Luego, murmurando y gruñendo como si la hubiera obligado a salir del baño, se fue, anadeando, a buscar a su ama. Me senté en un sofá de caoba con delfines tallados en los brazos. Al lado había una mesa a juego, con el tablero soportado por colas de delfín. Los delfines eran un recurso humorístico siempre popular entre los ebanistas alemanes, pero yo, personalmente, veía más sentido del humor en un sello de tres pfennigs. Llevaba allí unos cinco minutos cuando el caldero volvió a entrar balanceándose para decirme que Frau Lange me recibiría.
Recorrimos un pasillo largo y sombrío que albergaba un montón de peces disecados, uno de los cuales, un hermoso salmón, me detuve a admirar.

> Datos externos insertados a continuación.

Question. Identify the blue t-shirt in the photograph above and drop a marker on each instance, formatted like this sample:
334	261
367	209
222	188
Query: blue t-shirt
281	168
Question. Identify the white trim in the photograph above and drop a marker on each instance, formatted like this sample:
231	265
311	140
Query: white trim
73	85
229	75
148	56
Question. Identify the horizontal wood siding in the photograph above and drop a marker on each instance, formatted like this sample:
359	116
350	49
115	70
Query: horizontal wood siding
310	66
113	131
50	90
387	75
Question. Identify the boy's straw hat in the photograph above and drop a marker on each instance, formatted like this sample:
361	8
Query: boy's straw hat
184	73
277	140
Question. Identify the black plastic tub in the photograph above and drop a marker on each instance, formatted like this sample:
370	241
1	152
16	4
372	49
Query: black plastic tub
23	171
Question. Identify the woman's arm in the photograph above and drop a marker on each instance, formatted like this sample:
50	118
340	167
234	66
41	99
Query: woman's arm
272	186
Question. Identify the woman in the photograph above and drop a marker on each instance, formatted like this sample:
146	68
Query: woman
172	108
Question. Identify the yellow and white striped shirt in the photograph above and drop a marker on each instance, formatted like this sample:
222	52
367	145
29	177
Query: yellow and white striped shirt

– Hermoso pez -dije-. ¿Quién fue el pescador?
Se volvió con impaciencia.
– Aquí no hay ningún pescador, solo peces. Vaya casa esta para peces y gatos y perros. Solo que los gatos son peores. Por lo menos los peces están muertos. A los perros y los gatos no se les puede quitar el polvo.

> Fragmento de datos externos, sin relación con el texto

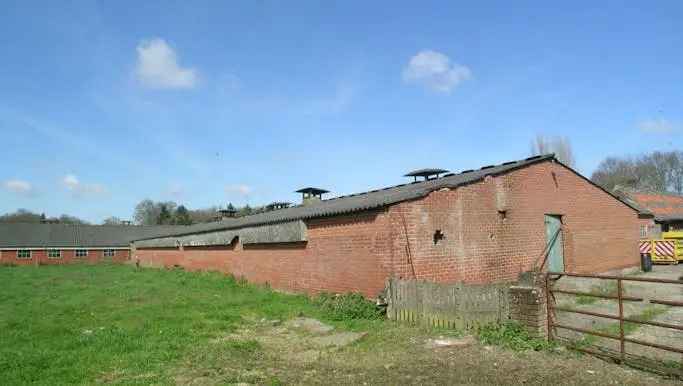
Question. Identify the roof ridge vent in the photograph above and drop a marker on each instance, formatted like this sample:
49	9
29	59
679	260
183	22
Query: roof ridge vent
427	173
311	195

Casi automáticamente pasé el dedo por la vitrina del salmón. No parecía haber muchas pruebas de que quitar el polvo fuera una actividad frecuente; e incluso con mi comparativamente corto conocimiento del hogar de los Lange, era fácil ver que raramente se pasaba el aspirador por las alfombras, si es que se pasaba alguna vez. No es que, después del barro de las trincheras, un poco de polvo y unas cuantas migas por el suelo me molesten demasiado, pero, de cualquier modo, he visto muchas casas de los peores barrios de Neukólln y Wedding más limpias que aquella.

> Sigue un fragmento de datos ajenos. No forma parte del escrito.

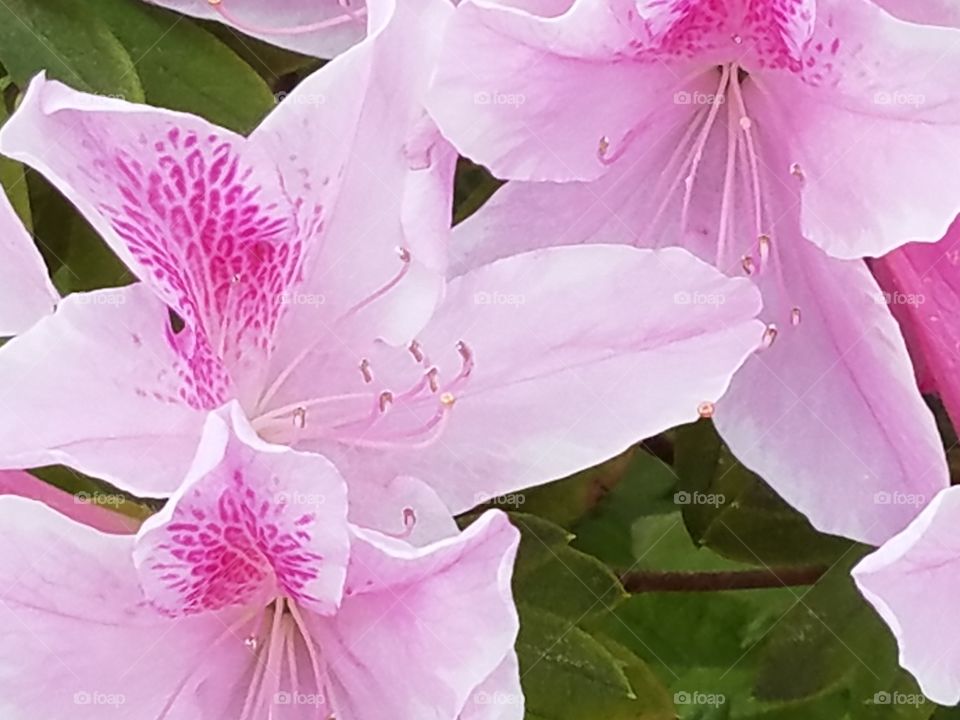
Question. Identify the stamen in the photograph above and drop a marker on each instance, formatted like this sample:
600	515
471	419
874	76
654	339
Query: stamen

El caldero abrió unas puertas cristaleras y se hizo a un lado. Entré en una sala desordenada, que parecía ser en parte despacho, y las puertas se cerraron tras de mí.
Era una mujer grande, carnosa como una orquídea. La grasa le colgaba, pendulante, de la cara y los brazos de color melocotón, dándole el aspecto de uno de esos perros estúpidos, criados para que parezca que la piel les queda varias tallas demasiado grande. Su propio y estúpido perro era aún más informe que el Sharpei mal vestido al que ella se parecía.